The neighbouring city of Birmingham may be called "Brum-a-jum" (Birmingham's colloquial name is Brummagem, a corruption of its older name of Bromwicham and hence West Bromwich) or Birminam (missing the "g" and "h" out and saying it the way it is spelt). Natives of Birmingham (Brummies) meanwhile often refer to their Black Country neighbours as "Yam Yams", a reference to the use of "yow am" instead of "you are". However, it is unlikely "yam yam" comes from "yow'm", as the sound is totally different; it is more likely from ye (archaic form of you), as in yer'm, which when said quickly sounds like yam, as in "yam gooin daft" meaning "you're going silly", or "doe be daft" meaning "don't be silly". Combination words as in "shutyarow up" ("shut your row up", meaning "be quiet") can seem hard to understand and can even sound like "shutchowrow up". The blendings are to be thought of as products of Black Country pronunciation, not separate dialectal words.

== In popular culture ==
A road sign containing local dialect was placed at the A461/A459/A4037 junction in 1997 before the construction of a traffic island on the site. The sign read, If yowm saft enuff ter cum dahn 'ere agooin wum, yowr tay ull be spile't!!, which means, "If you're soft [stupid] enough to come down here on your way home, your tea will be spoilt".

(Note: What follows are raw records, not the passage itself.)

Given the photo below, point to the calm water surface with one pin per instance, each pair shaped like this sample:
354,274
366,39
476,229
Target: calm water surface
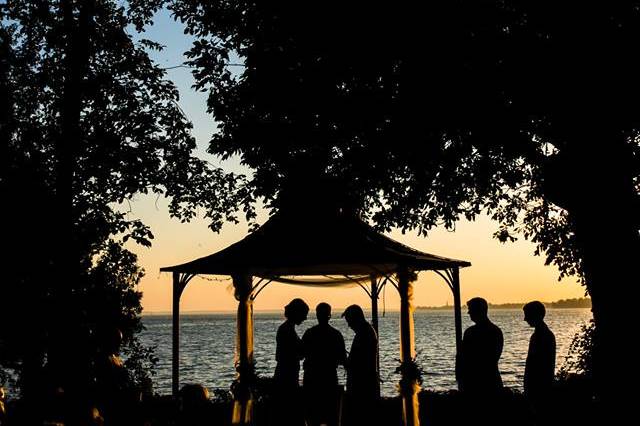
207,345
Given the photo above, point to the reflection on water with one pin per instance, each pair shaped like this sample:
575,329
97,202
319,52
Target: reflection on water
207,345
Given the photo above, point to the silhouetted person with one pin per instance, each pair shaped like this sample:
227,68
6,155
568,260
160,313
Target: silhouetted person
541,359
482,343
323,352
116,399
363,385
289,352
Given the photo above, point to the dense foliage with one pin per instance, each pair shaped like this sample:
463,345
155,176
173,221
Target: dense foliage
87,121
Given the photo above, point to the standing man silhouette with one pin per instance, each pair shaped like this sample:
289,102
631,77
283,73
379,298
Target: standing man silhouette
323,352
363,386
541,359
289,352
482,344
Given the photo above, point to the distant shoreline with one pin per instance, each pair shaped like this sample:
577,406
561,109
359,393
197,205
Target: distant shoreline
580,303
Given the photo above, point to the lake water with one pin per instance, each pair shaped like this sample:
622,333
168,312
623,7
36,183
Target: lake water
207,345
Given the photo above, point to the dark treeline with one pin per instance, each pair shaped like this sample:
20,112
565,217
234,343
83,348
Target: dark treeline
583,302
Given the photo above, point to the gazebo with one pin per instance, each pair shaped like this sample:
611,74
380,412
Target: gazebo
320,246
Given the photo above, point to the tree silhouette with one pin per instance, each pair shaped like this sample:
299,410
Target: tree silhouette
88,121
526,109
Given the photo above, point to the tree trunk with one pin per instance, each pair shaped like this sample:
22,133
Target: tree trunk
594,183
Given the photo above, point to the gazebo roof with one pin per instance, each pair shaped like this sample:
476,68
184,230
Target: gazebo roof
325,243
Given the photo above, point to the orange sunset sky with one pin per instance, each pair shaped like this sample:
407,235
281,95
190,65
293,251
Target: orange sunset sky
500,272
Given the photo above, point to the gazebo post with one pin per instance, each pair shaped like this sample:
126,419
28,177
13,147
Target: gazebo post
457,309
175,360
243,404
374,315
374,303
408,383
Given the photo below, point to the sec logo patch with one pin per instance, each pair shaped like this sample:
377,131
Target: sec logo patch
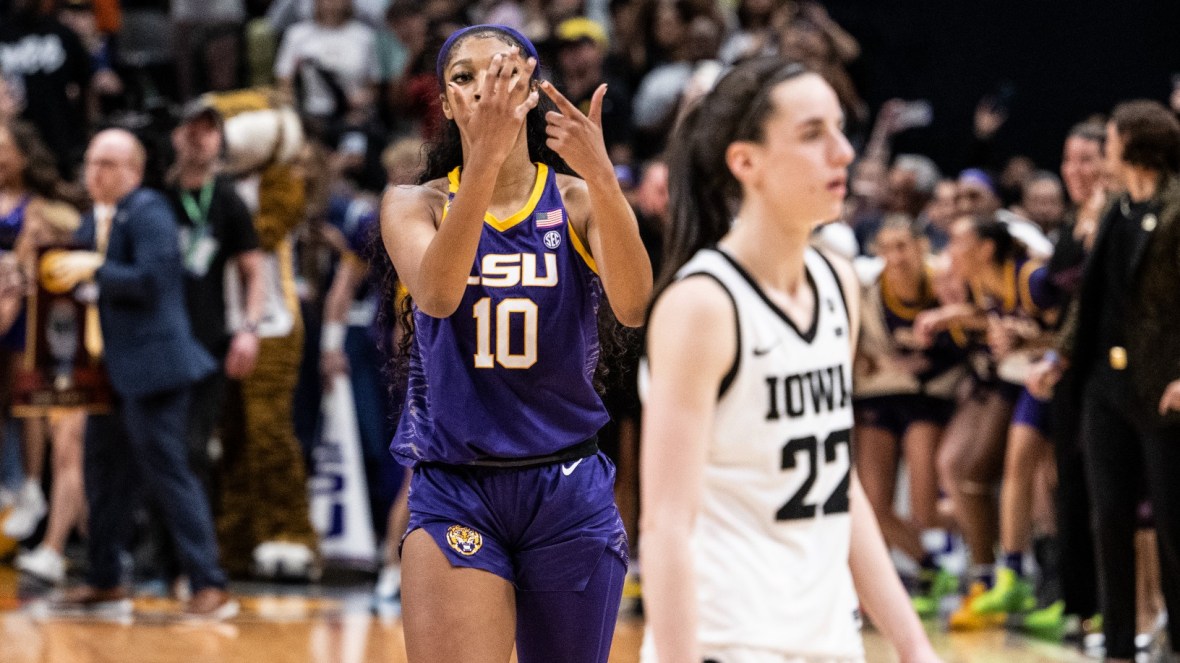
464,540
552,240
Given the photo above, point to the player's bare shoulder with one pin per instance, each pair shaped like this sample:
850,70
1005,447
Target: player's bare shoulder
576,198
414,203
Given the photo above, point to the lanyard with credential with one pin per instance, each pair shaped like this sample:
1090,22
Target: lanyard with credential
198,214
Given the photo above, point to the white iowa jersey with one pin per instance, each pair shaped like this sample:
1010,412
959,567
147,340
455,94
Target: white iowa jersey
771,543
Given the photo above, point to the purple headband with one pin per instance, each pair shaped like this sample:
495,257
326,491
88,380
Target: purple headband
977,175
530,51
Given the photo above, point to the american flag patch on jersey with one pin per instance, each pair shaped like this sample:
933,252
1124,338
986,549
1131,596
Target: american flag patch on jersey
549,220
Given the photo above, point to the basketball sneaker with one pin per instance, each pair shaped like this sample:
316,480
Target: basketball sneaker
27,512
45,564
1011,593
85,601
965,618
933,584
211,604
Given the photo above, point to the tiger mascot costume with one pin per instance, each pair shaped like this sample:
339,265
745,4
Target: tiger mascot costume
264,525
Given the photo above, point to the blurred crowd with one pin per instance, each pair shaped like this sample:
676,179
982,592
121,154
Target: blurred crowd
271,126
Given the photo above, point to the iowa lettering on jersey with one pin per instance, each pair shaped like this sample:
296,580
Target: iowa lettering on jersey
824,389
506,270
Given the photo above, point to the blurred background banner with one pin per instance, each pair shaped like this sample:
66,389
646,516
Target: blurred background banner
339,492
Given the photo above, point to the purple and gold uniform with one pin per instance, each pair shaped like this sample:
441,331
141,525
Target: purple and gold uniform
499,425
510,374
1030,294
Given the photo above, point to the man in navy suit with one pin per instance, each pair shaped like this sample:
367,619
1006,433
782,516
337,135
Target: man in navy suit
153,360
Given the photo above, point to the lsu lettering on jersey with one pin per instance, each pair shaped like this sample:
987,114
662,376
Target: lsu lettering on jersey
771,542
510,374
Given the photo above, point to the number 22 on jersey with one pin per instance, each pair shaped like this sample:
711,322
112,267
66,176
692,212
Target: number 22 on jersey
797,509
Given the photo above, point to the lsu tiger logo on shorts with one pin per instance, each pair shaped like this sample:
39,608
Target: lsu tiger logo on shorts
464,540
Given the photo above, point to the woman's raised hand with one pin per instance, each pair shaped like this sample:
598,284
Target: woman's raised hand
492,115
576,137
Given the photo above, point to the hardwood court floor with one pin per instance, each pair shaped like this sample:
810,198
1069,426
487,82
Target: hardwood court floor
284,628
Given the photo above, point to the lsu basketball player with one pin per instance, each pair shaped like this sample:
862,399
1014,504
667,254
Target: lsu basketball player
513,533
749,503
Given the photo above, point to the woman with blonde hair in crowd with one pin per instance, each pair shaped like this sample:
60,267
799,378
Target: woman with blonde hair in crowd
37,209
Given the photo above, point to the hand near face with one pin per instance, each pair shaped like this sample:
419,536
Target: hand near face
487,106
576,137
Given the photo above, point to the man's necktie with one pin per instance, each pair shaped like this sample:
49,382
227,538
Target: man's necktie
93,340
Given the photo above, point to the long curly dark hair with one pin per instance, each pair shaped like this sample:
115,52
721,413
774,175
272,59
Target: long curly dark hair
441,156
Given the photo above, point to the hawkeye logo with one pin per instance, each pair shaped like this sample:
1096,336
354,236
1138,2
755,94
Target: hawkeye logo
464,540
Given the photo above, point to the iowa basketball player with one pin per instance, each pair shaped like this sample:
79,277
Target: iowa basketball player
762,533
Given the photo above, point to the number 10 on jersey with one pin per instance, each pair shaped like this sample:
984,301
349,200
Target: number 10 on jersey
503,323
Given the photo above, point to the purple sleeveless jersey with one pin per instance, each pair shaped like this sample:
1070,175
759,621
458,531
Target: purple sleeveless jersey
510,374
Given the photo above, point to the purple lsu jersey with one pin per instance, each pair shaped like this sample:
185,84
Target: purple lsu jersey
510,373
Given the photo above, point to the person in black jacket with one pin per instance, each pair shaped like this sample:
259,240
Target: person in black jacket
1122,353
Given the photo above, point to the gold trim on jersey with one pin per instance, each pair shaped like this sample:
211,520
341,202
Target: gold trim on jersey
582,250
524,212
1009,296
899,308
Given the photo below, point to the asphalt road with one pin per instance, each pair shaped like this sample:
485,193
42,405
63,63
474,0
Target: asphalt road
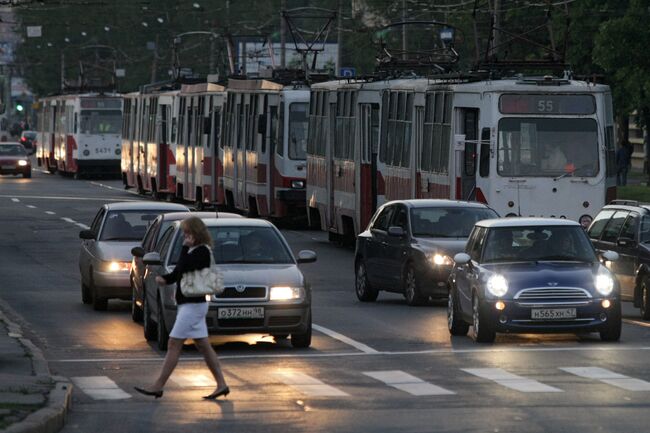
379,367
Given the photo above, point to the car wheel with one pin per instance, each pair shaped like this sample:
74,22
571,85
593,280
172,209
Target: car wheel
136,310
365,292
483,332
612,331
163,333
456,325
645,299
150,333
302,340
99,303
86,298
411,290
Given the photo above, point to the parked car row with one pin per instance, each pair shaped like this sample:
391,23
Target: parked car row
129,244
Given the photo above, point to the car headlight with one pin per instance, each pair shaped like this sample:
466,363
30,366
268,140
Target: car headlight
497,285
441,260
116,266
604,283
285,293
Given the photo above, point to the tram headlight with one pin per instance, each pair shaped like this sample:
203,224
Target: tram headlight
585,221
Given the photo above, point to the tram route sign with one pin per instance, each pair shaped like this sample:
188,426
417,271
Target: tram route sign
530,103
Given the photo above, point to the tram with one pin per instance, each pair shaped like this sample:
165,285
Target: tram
495,141
80,134
263,147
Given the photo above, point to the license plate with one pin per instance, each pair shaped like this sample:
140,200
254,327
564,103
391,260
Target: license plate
553,313
241,313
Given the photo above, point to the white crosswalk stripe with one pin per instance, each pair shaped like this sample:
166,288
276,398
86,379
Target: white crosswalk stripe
100,388
407,383
609,377
308,385
509,380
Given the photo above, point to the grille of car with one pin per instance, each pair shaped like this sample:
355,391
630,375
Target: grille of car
247,292
546,294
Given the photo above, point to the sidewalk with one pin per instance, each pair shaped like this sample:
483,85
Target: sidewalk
31,400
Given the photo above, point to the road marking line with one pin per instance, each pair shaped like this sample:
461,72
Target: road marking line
51,197
509,380
113,188
193,380
609,377
407,383
308,385
362,347
441,352
100,388
637,322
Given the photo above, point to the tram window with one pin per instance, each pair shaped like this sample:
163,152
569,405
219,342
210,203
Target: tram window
484,164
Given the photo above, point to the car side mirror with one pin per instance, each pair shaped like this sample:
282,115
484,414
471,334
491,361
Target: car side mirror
626,242
152,258
462,258
306,256
87,234
610,256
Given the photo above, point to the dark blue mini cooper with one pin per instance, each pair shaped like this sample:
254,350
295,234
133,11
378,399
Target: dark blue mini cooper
532,275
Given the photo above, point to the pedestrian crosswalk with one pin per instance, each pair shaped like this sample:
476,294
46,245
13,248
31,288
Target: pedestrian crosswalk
304,382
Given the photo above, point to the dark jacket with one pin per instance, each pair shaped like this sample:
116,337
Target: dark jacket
199,258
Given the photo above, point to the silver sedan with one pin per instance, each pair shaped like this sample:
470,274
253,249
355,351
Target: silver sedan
105,256
265,291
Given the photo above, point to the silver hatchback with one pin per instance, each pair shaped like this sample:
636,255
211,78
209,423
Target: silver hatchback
265,291
105,256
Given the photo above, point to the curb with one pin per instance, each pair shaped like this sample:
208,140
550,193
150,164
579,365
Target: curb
51,418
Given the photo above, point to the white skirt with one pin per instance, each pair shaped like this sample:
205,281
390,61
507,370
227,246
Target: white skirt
190,321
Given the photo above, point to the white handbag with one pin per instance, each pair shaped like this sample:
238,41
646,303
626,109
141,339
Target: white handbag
206,281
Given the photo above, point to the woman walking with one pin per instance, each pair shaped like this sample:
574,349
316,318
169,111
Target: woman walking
190,317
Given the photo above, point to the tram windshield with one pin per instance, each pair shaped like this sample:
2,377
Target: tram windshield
547,147
298,122
101,121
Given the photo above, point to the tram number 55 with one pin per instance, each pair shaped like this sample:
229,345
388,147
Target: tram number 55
545,106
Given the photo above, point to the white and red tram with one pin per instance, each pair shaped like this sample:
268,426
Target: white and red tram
489,141
80,134
263,147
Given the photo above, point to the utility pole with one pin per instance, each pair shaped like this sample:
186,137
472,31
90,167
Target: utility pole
404,30
283,35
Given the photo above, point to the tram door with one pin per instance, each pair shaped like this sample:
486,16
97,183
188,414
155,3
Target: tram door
468,124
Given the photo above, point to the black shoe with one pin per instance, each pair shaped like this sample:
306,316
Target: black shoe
217,393
156,394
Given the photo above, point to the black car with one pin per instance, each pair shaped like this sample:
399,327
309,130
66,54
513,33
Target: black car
532,275
409,244
624,226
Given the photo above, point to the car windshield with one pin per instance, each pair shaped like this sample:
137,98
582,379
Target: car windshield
12,150
440,222
127,225
538,243
547,147
240,244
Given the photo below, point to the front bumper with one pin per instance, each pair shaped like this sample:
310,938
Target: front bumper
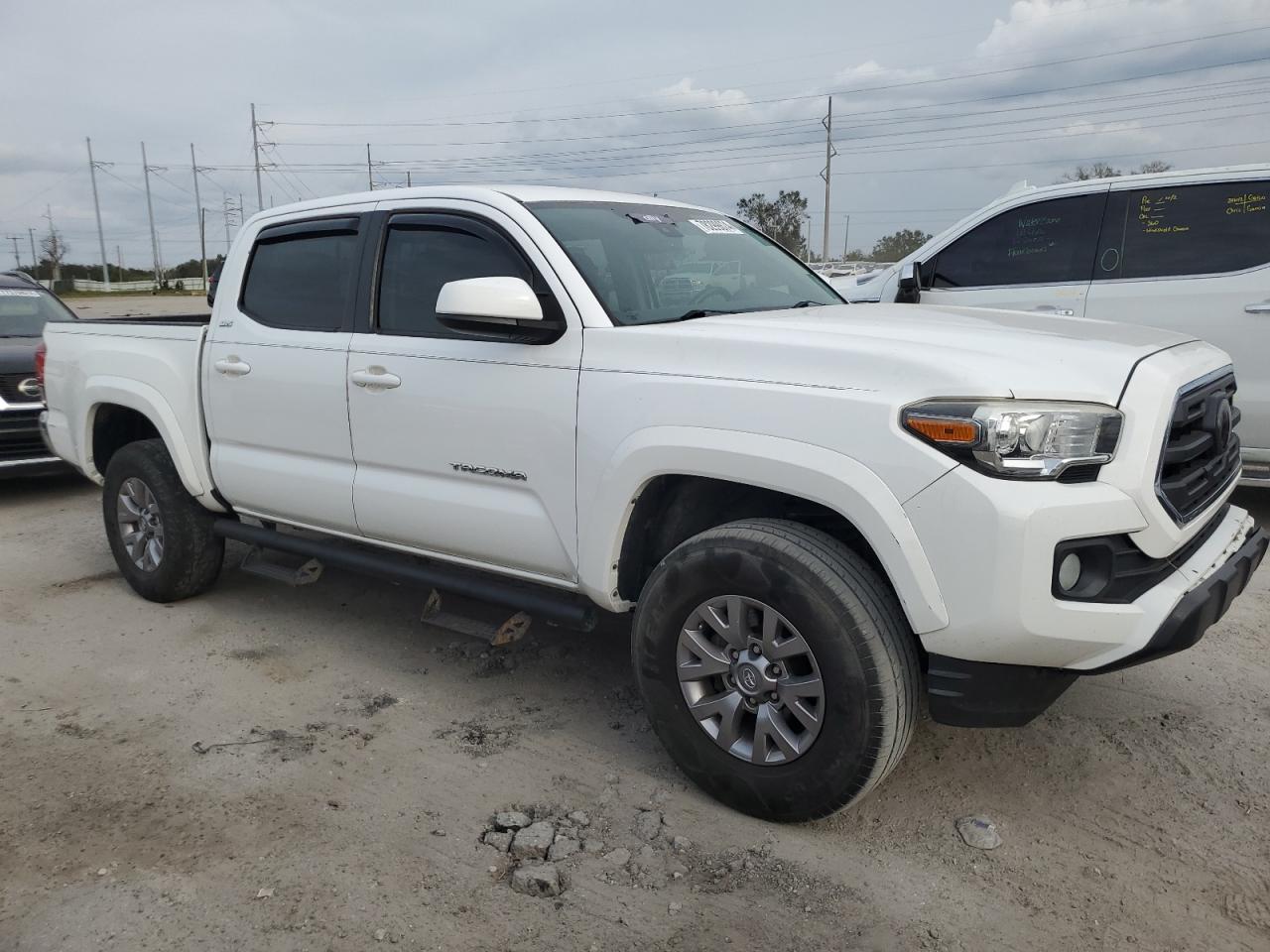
984,694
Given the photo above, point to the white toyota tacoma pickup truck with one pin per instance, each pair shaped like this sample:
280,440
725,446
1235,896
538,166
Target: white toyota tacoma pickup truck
816,511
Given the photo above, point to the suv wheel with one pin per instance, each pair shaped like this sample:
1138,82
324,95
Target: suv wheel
776,666
160,537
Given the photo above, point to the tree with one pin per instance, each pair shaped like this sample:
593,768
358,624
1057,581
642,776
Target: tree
54,248
781,220
1103,171
892,248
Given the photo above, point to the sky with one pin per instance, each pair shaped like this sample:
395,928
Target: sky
939,107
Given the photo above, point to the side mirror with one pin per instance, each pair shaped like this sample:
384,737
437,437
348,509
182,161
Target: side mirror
495,298
910,291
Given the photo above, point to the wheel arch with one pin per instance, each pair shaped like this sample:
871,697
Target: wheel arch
663,481
121,412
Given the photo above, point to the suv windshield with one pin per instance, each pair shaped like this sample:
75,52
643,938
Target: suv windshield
649,264
26,311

In 2008, an internet video, The Black Country Alphabet, described the whole alphabet in Black Country dialect, boosting the dialect's perception.

== Authentic recordings ==
The Survey of English Dialects recorded several traditional dialects from in and around the Black Country, which can be heard on the British Library Sound Archive website.

- G. Brooke (born 1888), market gardener from Himley, Staffordshire in the Black Country.
- Snead, Ted (born 1881), retired farm labourer from Hilton, Shropshire, a few miles west of the Black Country.
- William Wagstaffe (born 1876), retired labourer and smallholder from Romsley, Worcestershire, a few miles south of the Black Country.